De impact van deze regelgeving is breed en omvat diverse inrichtingen zoals:
- Dierentuinen, kinderboerderijen, opvangcentra voor vogels en wilde dieren, en dierenasielen
- Inrichtingen voor amfibieën, reptielen en ongewervelden (insecten, spinachtigen, duizendpoten)

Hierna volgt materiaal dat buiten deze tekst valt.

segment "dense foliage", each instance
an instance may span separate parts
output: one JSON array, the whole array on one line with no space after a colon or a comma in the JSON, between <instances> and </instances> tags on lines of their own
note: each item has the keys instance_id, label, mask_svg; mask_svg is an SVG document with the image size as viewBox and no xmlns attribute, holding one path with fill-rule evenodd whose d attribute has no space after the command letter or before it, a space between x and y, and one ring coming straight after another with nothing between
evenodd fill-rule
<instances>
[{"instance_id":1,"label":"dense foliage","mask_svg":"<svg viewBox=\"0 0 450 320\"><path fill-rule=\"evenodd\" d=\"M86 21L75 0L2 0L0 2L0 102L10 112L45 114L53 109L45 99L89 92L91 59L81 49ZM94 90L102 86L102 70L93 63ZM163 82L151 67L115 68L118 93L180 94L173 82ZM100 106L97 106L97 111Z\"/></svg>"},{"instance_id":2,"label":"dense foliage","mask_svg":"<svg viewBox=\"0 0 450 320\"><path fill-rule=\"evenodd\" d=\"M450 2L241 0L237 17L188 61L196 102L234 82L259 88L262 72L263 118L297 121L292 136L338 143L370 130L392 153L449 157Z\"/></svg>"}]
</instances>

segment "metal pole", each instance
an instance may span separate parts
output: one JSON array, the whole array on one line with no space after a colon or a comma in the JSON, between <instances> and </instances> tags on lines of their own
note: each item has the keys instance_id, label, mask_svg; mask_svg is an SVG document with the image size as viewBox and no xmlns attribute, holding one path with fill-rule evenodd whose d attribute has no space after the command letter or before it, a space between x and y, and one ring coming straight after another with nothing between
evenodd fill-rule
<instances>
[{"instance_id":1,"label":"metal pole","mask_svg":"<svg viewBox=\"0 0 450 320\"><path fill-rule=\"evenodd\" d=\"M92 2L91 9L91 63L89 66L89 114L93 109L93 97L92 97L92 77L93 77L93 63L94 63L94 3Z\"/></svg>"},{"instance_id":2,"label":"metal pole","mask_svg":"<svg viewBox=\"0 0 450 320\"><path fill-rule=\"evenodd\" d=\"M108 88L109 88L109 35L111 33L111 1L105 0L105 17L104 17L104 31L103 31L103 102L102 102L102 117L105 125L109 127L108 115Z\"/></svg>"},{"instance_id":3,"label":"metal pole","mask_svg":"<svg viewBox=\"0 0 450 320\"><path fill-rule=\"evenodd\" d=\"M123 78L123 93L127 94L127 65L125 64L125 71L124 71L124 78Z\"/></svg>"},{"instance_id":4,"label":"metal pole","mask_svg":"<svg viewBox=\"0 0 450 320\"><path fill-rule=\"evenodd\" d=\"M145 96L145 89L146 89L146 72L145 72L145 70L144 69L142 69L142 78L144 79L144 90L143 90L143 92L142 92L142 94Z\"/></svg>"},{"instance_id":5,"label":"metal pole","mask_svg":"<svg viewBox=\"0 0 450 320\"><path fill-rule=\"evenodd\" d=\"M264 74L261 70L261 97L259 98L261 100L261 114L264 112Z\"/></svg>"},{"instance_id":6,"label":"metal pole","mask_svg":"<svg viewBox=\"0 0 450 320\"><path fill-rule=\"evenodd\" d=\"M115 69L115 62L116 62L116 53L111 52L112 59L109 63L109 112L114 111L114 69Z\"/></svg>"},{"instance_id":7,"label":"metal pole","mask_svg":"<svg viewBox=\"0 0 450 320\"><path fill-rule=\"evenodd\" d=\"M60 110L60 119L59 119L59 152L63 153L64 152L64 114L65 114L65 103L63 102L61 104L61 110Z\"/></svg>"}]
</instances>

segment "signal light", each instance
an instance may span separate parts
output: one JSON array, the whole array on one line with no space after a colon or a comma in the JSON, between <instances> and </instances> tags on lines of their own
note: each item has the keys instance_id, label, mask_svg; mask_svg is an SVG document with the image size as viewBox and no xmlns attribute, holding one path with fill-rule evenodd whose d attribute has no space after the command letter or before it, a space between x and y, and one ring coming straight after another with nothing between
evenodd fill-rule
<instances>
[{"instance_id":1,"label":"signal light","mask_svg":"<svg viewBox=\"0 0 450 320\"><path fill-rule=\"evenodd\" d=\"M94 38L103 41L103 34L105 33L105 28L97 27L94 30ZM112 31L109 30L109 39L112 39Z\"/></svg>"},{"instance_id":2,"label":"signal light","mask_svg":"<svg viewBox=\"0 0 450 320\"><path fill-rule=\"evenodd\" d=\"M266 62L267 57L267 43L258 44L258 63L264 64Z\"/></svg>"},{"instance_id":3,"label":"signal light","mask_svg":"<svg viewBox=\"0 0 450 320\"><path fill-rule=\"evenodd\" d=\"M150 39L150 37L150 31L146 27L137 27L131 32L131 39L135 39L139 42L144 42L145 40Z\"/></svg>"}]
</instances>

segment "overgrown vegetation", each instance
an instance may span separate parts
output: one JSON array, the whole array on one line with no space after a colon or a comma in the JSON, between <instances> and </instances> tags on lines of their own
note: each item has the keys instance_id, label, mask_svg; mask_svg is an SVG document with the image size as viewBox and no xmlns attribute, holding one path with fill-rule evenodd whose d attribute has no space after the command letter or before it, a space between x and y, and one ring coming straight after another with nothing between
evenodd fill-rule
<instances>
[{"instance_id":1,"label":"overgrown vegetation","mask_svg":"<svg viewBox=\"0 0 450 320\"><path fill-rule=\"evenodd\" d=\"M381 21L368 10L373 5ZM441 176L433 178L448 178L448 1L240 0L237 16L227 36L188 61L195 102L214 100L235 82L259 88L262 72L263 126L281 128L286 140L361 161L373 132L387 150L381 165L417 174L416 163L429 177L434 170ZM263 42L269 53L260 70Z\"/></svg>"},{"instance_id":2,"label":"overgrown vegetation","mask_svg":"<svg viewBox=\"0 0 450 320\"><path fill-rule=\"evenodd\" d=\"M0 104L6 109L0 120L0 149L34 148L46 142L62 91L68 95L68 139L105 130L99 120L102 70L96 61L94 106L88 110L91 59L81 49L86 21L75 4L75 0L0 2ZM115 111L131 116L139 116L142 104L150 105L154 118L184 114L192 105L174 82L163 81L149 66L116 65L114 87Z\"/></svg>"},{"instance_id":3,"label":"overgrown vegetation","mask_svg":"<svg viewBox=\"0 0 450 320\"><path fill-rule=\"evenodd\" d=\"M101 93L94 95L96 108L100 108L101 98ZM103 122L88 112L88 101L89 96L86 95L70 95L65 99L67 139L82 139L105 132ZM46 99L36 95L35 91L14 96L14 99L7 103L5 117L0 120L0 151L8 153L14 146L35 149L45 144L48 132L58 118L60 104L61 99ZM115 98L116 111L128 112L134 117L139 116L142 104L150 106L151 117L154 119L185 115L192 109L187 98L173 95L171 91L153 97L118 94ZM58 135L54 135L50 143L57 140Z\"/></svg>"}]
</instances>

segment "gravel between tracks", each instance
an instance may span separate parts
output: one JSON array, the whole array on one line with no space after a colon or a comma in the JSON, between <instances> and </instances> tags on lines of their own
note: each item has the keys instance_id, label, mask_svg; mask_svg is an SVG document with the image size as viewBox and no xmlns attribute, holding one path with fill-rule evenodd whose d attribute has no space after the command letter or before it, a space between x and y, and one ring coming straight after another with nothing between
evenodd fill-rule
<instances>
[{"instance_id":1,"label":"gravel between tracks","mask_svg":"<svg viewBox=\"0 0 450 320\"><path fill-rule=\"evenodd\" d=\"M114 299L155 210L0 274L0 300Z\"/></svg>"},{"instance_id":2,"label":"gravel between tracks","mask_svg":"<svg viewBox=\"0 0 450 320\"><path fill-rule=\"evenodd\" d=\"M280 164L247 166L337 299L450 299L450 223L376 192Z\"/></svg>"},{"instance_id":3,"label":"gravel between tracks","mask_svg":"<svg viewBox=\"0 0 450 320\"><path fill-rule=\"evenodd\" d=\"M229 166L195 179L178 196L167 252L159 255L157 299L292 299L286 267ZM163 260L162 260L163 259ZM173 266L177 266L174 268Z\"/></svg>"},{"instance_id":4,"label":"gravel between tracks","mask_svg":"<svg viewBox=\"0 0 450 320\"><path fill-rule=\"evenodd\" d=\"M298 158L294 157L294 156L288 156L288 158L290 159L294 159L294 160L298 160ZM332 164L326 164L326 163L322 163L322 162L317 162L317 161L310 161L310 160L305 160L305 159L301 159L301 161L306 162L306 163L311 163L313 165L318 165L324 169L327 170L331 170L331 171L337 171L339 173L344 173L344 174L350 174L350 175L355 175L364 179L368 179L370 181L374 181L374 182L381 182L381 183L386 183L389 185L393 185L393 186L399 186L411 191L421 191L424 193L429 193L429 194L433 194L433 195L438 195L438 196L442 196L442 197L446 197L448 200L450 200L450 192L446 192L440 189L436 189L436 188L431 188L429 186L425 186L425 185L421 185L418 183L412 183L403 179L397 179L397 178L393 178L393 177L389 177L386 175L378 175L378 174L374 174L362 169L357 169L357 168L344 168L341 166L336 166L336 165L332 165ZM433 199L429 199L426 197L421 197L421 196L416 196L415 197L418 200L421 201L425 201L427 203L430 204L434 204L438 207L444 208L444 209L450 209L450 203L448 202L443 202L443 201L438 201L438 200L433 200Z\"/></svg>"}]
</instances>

- Pluimveekwekerijen inclusief die voor struisvogels, emoes, nandoes, roofvogels en papegaaien
- Inrichtingen voor zoogdieren, waaronder:
- Landbouwdieren: varkens, kalveren, paardachtigen, runderen, geiten, schapen, herten
- Exotische dieren: alpaca’s, lama’s
- Kleinere zoogdieren: konijnen, knaagdieren, katten, vossen, marters, bevers, chinchilla’s
- Honden- en kattenkwekerijen
Door deze brede toepassing draagt de integratie van dierenwelzijn als criterium in de omgevingsvergunningsprocedure een significante bijdrage aan het verbeteren van dierenwelzijn in diverse sectoren. [2]
[1] Het Waals decreet van 4 oktober 2018 (de Waalse Codex Dierenwelzijn) brengt wijzingen aan in het Waals decreet van 11 maart 1999 betreffende de milieuvergunning. De integratie van dierenwelzijn in de milieuvergunningsprocedure is vastgelegd in verschillende artikelen van het decreet, namelijk Artikel 2 (eerste lid), Artikel 3 bis, Artikel 4-5 (§2 derde lid) en Artikel 17 (11°) van het decreet.
[2] Titel II van VLAREM (Vlaams Reglement betreffende de milieuvergunning), Bijlage 1. Indelingslijst, Rubriek 9, Dieren.